Read about how to manufacture a science claim in When It Comes To Neonics, Activists Understand PR Better Than Chemical Companies Do

So here is an example of how it can work: 'A growing body of evidence finds that drying laundry could release as much as a million tons of microfibers annually and suggest that they could increase risk to the environment and potentially also human health.'

There you go. Now all you have to do is put it in a press release and hope a New York Times journalist gets enthusiastic in their pitch to the editor and they will promote it on Tuesday, side-by-side with those recurring articles about acupuncture. The winner; Proctor  &  Gamble, the work suggests that their dryer sheets - chemicals plus landfill pollution - and fabric softeners - chemicals - are healthier for aquatic life than invisible cotton microfibers.

 The numbers don't really make much sense. Only 18 million tons of actual clothes even go into landfills each year, but they suggest these tiny particles from drying clothes before that are still so high they could mean potential risks to sealife. Then they make the leap from drying clothes - without dryer sheets, anyway - to risking human health.  

How? Well, everyone has heard of asbestos by now.  Like the word cancer, people freak out when they see the word asbestos. We know it's bad, there are still lawyers on TV hoping to find someone with mesothelioma they can link to it, so if invisible particles are as bad as that let's mandate and subsidize fabric softener the way we do solar power.

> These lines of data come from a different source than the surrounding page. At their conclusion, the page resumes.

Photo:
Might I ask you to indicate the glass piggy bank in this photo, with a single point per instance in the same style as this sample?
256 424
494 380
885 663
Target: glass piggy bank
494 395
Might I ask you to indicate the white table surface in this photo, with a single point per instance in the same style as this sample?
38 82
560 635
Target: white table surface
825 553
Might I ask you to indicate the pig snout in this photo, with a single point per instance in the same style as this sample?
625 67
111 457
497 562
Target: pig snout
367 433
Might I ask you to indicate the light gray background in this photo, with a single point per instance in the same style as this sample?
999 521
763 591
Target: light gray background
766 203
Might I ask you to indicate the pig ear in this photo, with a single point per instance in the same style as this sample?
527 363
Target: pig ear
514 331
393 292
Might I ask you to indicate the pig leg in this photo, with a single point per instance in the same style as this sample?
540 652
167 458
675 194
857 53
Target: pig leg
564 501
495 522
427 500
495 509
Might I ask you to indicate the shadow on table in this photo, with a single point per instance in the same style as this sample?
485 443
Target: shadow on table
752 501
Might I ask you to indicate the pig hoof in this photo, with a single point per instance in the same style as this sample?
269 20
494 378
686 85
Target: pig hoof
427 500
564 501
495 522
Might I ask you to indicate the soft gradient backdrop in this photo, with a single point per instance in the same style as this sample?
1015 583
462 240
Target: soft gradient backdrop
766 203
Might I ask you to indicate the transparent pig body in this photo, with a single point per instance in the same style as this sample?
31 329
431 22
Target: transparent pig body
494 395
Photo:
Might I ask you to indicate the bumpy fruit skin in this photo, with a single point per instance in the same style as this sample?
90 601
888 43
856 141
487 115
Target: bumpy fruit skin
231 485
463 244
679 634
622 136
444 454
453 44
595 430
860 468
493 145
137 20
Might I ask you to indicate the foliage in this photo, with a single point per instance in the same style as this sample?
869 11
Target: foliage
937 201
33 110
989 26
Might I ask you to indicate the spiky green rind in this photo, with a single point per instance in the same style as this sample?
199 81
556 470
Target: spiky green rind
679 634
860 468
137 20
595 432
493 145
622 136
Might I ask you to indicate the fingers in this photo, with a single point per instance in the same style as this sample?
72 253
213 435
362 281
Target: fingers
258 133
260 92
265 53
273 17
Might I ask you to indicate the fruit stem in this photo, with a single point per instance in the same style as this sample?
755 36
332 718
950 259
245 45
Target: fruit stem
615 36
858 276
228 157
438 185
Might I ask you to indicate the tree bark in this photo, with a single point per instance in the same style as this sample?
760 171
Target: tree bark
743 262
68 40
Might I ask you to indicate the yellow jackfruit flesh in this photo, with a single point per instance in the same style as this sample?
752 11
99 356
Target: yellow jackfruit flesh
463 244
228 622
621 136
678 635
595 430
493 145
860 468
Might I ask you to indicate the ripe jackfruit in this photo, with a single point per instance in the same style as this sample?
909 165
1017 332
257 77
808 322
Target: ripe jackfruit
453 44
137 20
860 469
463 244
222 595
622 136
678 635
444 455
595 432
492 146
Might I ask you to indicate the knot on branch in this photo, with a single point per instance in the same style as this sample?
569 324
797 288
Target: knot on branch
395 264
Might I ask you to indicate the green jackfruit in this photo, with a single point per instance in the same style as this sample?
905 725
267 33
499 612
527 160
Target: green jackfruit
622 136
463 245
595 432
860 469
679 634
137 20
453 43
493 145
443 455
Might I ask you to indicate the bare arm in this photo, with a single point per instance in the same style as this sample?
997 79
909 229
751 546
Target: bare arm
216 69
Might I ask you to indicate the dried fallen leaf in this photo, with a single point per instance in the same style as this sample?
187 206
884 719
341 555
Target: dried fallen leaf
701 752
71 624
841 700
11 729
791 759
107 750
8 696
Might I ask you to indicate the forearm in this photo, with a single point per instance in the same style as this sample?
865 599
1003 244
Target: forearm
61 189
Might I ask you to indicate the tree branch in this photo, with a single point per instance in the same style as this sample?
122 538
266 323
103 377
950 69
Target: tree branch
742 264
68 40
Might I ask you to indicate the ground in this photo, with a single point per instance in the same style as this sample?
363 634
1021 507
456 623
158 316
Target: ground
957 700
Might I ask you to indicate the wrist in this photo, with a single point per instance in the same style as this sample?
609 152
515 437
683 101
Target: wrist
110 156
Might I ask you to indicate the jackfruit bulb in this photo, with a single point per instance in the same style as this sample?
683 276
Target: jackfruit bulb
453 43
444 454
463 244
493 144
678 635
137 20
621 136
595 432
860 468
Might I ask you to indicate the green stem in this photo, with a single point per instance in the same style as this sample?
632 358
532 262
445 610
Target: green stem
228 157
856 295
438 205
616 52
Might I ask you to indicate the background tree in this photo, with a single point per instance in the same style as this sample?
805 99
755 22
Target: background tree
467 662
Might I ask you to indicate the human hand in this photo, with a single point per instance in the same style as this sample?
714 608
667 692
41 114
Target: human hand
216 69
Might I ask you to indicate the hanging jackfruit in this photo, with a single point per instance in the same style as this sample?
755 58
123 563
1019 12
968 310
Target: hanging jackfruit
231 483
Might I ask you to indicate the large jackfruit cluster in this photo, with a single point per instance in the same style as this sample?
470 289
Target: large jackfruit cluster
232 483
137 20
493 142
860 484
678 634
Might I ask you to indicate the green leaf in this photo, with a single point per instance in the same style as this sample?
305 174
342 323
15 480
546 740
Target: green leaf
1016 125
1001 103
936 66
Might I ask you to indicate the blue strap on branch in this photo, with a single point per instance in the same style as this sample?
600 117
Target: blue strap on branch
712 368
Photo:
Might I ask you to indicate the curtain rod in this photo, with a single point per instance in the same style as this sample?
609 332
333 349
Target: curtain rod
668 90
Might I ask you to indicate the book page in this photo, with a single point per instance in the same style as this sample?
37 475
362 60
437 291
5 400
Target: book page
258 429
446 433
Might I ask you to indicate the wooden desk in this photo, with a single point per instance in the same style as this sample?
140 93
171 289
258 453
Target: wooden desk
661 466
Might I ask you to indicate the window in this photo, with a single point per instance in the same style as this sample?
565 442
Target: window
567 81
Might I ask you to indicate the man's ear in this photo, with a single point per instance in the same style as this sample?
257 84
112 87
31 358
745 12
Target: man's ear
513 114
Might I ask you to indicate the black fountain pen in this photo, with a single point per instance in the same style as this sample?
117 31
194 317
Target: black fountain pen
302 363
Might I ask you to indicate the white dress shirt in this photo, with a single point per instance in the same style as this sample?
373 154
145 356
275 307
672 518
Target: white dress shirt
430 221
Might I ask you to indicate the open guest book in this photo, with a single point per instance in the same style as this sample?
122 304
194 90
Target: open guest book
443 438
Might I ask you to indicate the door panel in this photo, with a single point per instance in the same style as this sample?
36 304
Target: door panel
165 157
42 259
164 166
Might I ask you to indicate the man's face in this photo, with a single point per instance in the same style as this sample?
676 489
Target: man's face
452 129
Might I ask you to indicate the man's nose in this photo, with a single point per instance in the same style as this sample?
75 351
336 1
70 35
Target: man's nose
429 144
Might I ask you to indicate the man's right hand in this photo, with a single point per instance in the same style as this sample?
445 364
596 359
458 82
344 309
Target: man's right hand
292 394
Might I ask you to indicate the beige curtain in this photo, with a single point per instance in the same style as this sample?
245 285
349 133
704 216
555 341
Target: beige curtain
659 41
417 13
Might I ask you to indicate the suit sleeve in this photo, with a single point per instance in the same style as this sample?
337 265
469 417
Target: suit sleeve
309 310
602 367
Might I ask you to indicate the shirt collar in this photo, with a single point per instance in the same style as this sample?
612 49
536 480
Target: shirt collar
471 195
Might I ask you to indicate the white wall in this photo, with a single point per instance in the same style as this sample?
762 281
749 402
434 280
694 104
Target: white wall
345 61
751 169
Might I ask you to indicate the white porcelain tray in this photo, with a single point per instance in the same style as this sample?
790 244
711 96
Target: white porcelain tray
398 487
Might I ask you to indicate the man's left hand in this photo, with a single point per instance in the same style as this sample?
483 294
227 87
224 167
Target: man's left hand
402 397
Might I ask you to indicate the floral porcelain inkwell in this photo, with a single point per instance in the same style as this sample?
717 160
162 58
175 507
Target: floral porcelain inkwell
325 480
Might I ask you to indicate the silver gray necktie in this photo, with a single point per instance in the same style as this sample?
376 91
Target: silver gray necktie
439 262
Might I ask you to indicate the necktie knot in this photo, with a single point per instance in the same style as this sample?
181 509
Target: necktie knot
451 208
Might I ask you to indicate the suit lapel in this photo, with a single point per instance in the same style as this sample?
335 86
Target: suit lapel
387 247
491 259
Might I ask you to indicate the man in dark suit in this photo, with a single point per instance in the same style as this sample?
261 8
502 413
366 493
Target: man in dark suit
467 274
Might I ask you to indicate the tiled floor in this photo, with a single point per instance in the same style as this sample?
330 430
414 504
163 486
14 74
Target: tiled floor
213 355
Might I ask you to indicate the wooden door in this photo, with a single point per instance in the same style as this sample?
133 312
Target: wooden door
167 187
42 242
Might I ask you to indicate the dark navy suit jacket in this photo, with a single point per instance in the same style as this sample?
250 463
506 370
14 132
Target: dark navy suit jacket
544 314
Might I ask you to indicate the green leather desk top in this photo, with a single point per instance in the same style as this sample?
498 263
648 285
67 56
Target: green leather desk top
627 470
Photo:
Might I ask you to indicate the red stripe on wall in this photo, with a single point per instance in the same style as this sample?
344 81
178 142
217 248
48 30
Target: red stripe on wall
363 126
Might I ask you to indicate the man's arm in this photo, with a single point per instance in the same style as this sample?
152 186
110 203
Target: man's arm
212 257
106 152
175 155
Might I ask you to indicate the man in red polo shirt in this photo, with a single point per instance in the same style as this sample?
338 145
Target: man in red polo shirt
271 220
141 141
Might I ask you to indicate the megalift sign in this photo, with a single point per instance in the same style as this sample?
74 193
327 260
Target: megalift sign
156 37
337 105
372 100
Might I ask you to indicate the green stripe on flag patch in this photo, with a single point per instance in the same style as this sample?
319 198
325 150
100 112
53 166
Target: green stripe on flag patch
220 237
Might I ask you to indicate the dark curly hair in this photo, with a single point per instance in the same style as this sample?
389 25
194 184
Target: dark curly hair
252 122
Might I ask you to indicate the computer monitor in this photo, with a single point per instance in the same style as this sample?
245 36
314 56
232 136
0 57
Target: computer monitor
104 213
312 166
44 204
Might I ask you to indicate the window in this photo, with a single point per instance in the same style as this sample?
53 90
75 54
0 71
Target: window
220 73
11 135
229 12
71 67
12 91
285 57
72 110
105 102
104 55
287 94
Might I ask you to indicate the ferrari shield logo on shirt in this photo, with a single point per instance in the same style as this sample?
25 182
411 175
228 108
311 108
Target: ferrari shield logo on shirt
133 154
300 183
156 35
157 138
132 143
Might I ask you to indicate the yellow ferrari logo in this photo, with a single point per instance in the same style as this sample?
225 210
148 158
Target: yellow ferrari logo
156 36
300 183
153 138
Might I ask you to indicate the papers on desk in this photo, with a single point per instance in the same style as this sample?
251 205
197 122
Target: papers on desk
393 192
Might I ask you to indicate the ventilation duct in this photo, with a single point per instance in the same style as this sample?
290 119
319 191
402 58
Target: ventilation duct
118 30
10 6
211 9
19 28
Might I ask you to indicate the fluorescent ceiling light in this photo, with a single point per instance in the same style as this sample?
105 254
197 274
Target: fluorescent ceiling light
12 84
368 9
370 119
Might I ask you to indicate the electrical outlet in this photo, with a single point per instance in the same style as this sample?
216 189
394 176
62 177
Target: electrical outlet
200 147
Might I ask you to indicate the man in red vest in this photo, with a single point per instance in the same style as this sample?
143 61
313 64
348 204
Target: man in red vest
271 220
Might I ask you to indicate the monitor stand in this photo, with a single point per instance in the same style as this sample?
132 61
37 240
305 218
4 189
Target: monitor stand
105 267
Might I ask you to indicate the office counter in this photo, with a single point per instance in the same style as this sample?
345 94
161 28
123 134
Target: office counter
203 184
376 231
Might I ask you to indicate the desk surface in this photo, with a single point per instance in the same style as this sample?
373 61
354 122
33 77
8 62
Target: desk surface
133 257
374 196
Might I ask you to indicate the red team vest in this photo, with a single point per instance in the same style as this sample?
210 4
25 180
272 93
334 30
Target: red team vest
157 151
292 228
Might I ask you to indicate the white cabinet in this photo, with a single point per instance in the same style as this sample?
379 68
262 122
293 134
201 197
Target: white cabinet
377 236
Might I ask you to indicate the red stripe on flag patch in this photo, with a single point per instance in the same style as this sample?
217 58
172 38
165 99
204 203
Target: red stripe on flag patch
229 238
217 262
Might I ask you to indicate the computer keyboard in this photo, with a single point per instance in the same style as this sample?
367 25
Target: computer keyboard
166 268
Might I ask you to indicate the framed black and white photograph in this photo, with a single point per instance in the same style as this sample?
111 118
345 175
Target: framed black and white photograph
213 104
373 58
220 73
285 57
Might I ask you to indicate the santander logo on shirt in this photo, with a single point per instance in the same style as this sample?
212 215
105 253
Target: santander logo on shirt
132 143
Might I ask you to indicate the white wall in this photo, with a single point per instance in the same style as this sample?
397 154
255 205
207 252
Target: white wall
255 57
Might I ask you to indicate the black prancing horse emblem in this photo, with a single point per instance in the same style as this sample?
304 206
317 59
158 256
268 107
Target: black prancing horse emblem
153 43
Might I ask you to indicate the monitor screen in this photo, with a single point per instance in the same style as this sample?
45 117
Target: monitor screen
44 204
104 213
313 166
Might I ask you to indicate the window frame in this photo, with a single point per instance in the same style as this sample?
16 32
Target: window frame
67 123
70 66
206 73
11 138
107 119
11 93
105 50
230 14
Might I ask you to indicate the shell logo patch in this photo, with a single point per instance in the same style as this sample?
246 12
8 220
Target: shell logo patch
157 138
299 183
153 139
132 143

The problem is these microfibers are not asbestos any more than puffing a pipe once a week is the same as smoking two packs of cigarettes per day. Asbestos is 10 µm in diameter, these microfibers are much larger, and even if they were the same size a potential hazard is much different than risk, the way drinking 10,000 shots of scotch is not the same as drinking one(2), even though the hazard from the alcohol is the same in both doses. Cotton has been in use for about 8,000 years and it has been washed and dried the entire time. 

Are we to believe that before the invention of Bounce dryer sheets people were getting lung cancer due to microfibers? Where are the bodies?

They don't exist, the same way no lives have been saved in the 25 years since we have been saddling people with PM2.5 regulations - which means future epidemiologists endorsing dryer sheers will need to move on to next approach; fabricating 'years added' to lives.

NOTES:

(1) Scientists rise up against statistical significance, Valentin Amrhein, Sander Greenland, Blake McShane, Nature 567, 305-307 (2019) doi: https://doi.org/10.1038/d41586-019-00857-9

(2) Five orders of magnitude, 1 is the same dose as 10,000, is why the International Agency for Research on Cancer (IARC) has been so plagued with controversy in recent years. Beginning in 2009 they began to block out any experts who had ever consulted for "industry" - which means the very best - and that left only consultants for activist groups and second-tier academics. That was intentional and it led to their desired effect; everything from weedkillers to bacon was "linked" to cancer using obscene dose animal studies and bad epidemiology based on suspect food frequency questionnaires.